The volume and variety of data is growing exponentially. IDC says that the amount of digital data will grow to 35 trillion gigabytes by 2020. In 2011, the amount of digital information created exceeded 1.8 trillion gigabytes, which was a nine-fold increase in five years. All that data can be harnessed for analysis if you can determine how to capture it, store it, manage it, and analyze it.
Start with the Data Warehouse
When selling big data solutions, start with the data warehouse as your foundation and then expand the database management strategy. Business intelligence is derived from data controlled within the enterprise, e.g., using historical sales data to project future sales. Big data starts with the data in the warehouse and then brings in additional outside data sources. For example, using historical sales data in the data warehouse combined with social media commentary and information about market conditions, you can get a more accurate snapshot of product demand for the coming year.
If you start with the data warehouse and build outward, you find that the pieces missing to support big data are volume, variety, and velocity – the ability to process more information faster.
Let’s start with volume. You need more data storage for big data. The challenge is how much data storage? Depending on the external data sources you include in your analytics, you could need a lot or a little extra storage.
From a sales standpoint, you could recommend adding to current enterprise storage with network area storage (NAS) and RAID arrays to address immediate needs. However, trying to buy enough storage to stay ahead of big data demand is a losing proposition. You get more flexibility (and more potential profit) from cloud storage systems that can expand with big data needs. Now you have data storage that is extensible beyond the data warehouse.

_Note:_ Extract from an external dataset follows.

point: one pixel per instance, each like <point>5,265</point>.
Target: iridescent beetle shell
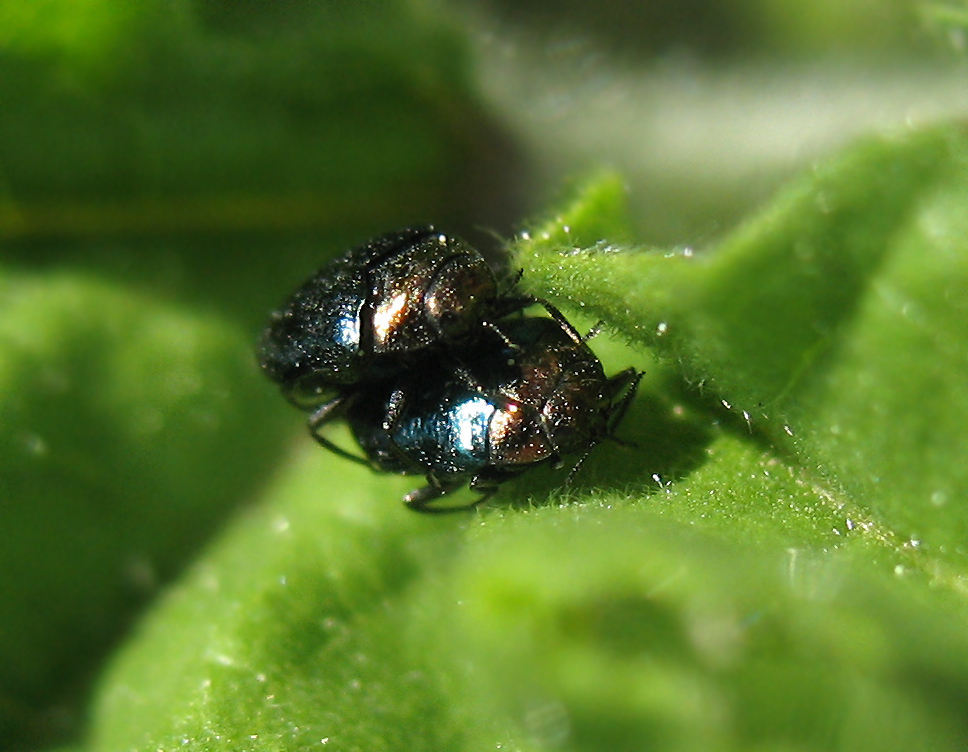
<point>358,318</point>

To support scalability you need tools to manage data distributed across the enterprise and the cloud. This is where you can offer Hadoop expertise. Hadoop provides the file system to manage distributed resources. Hadoop can manage data stored across thousands of network nodes (Hadoop Distributed File System or HDFS) and it applies distributed processing to make data handling more efficient.

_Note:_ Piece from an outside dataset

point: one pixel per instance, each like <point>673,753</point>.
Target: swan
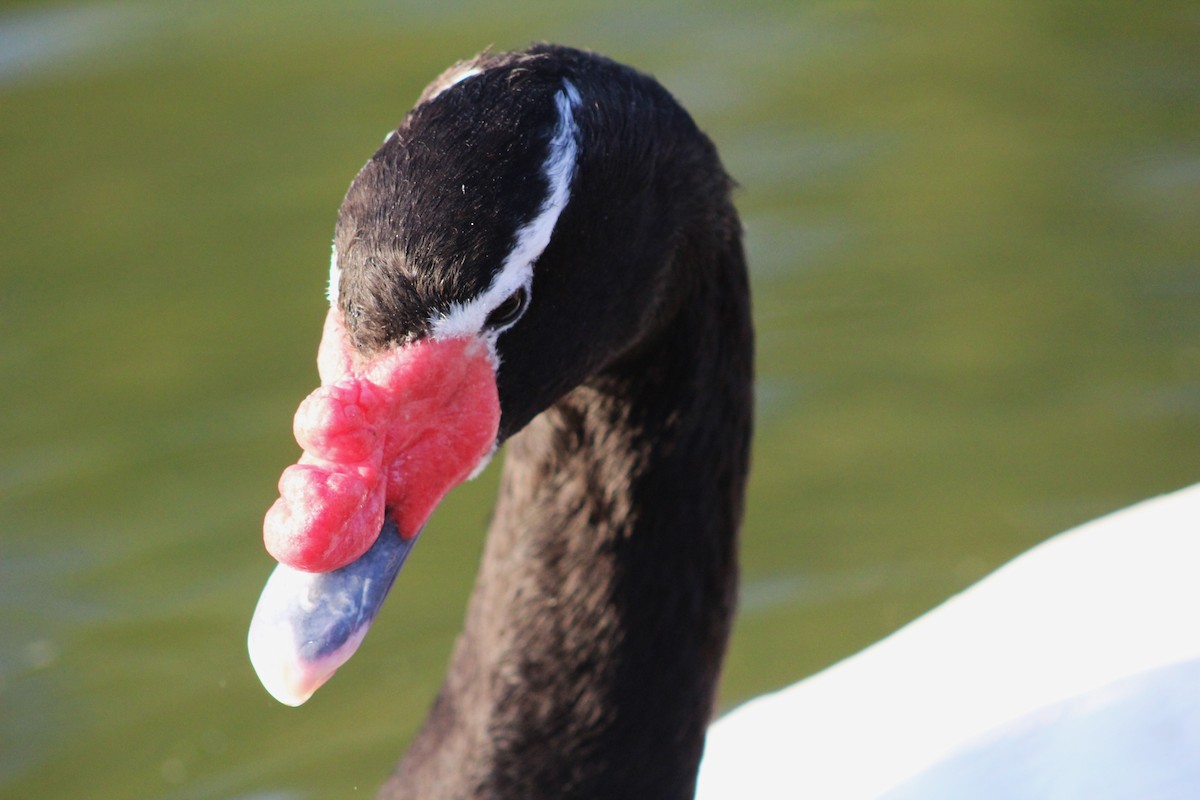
<point>545,254</point>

Where most data management systems can only handle structured SQL queries, big data has the advantage of being able to handle data of all varieties, including video, graphics, email, and text. This unstructured data can’t be processed using SQL, so big data uses other tools such as NoSQL to handle unstructured data and virtual resources.
When the relational database management (RDBMS) system can no longer handle the data, it’s time to think about NoSQL. NoSQL is not a substitute for SQL but rather a superset. No SQL means “not only SQL” so it encompasses SQL and other types of data sets.
When you start to run up against the limitations of RDBMS, it’s time to sell NoSQL programming to take database management to the next level.
Finally there is velocity; the rate at which data is handled within the organization. With such a vast pool of potential data scattered throughout the cloud, conventional data processing strategies will take too long to deliver results, especially if you are looking for real-time response times. You need to address the problem of velocity in big data.
Offering virtualization is part of the solution. Virtualizing big data resources offloads data processing to distributed virtual machines and optimizes the number of read/writes. Developing a big data virtualization strategy will address much of the problem of data velocity.
When selling big data solutions, starting on familiar ground such as database management will help you demonstrate what resources are required and how you can add value. If you start with the existing data warehouse and look outward, you can lead your customer through the logical steps to expand their current DBMS infrastructure to embrace big data.